You’ve probably heard about Live Streaming before, it’s like facebook live, but you’re watching for entertainement, this is very popular in the gaming industry, specifically twitch.tv, which was sold to Amazon for 970 million dollars, that’s a pretty good number.
I was really happy when I’ve first seen livecoding.tv a year ago, but I think that the streamers around livecoding are mostly beginners themselves, and very few of them are actually decent developers, I’ve looked at everyone for a few minutes, just to see how they interact and actually work with the audience.
LiveCoding proved to be an enjoyable experience within the first 5 minutes, of watching content.
I also checked twitch.tv on the programming section, just out of curiosity, there are a few decent streams, but only the first 2 or 3 most watched are actually quality ones, I feel like there’s no variety on twitch, and I’m happy that someone stood up and tries to make streaming popular for developers also.
What’s Live Coding ?
It seems to focus on Upcoming Livestreams, rather than currently live.
And also the ordering seems very strange, when you read, you take the content Left to Right, and you can notice the first event is on 22 october, and the second one on 21 october. I suppose it’s better to watch a stream right when it starts, rather than joining it while it’s happening, and most likely that’s their ultimate goal, watch streams from the beggining.
Live Streams are great, especially if you have a decent sized audience, because it’s the FAQ, questions asked by student at the end, that make a course great, simply because a great course is one that leaves you without any questions.

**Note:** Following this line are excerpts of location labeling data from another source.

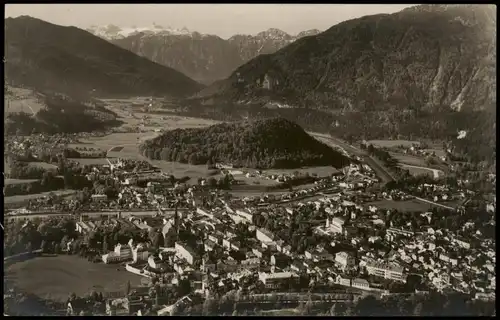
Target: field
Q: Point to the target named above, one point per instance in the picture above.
(409, 205)
(43, 165)
(415, 171)
(19, 181)
(409, 159)
(392, 143)
(22, 100)
(20, 199)
(90, 161)
(58, 276)
(281, 312)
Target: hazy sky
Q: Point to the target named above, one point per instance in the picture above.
(223, 20)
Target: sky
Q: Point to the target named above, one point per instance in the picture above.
(223, 20)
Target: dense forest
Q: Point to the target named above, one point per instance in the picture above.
(62, 114)
(443, 125)
(269, 143)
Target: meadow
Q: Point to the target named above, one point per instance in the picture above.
(55, 277)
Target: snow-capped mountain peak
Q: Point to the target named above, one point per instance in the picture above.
(274, 34)
(112, 32)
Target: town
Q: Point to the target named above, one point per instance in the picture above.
(337, 161)
(324, 243)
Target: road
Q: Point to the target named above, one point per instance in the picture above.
(379, 169)
(435, 172)
(90, 214)
(434, 203)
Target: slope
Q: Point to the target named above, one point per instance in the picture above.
(66, 59)
(418, 59)
(205, 58)
(269, 143)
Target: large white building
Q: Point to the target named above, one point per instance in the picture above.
(121, 253)
(264, 236)
(276, 280)
(336, 225)
(344, 260)
(184, 252)
(391, 272)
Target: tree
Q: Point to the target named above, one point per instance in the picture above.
(209, 307)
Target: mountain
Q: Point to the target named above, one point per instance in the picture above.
(112, 32)
(59, 114)
(426, 72)
(421, 58)
(205, 58)
(269, 143)
(68, 60)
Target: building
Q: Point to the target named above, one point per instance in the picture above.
(112, 257)
(278, 280)
(280, 260)
(392, 232)
(264, 235)
(337, 225)
(344, 260)
(391, 272)
(244, 214)
(156, 263)
(82, 227)
(139, 254)
(441, 281)
(185, 252)
(123, 251)
(360, 284)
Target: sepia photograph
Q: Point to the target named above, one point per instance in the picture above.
(249, 160)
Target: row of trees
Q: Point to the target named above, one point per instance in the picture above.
(271, 143)
(383, 123)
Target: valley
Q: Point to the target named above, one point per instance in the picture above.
(344, 172)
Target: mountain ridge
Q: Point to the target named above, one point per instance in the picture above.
(46, 56)
(269, 143)
(419, 57)
(204, 57)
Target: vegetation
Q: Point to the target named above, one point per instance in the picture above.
(70, 60)
(383, 77)
(271, 143)
(61, 115)
(354, 126)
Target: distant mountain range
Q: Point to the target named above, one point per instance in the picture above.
(204, 58)
(426, 72)
(69, 60)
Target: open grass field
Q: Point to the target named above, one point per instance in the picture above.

I really like the idea of scheduling streams, which is done around titles, and they’re even featuring some, I’m not sure why there’s only 1 guy featured, at least from what I notice right now.
- He has 22 years of experience
- He seems pretty old
- Has 15 active users watching him, possibly including me.
- Has an github account, that doesn’t have a single star, with multiple repositories, a least not right now.
- He’s making a game, similar to Hearthstone
Taking all details into account, and after checking all the other streams, this seems to be the most attractive one, simply because he’s making a game, and the audience around live streams watch games already. Why not watch someone making a game also, it’s a much more relaxing enviorement usually, and you can get a few ideas from here, ideally this is a pretty complicated one for beginners, I’m not sure how many people that are watching actually understand what he’s been doing there, but I’ve noticed he answers questions and he’s pretty interactive, if you’re an expert developer, you’ll notice a couple of old habbits in his code, specifically classes for firstcol, and lastcol, which I personally never use anymore, and also would name them different.
I also checked the PHP popular streams
I’ve also wanted to include a laravel stream, there was one that I liked, but I felt like either the developer was really tired, or one that doesn’t have a solid experience, and as much I admire people that stream their work, I hate it when people teach others things that are not up to the standards, but even if they’re getting the wrong idea on some parts, they’re maybe getting a taste of it and starting.
The biggest problem regarding live streaming.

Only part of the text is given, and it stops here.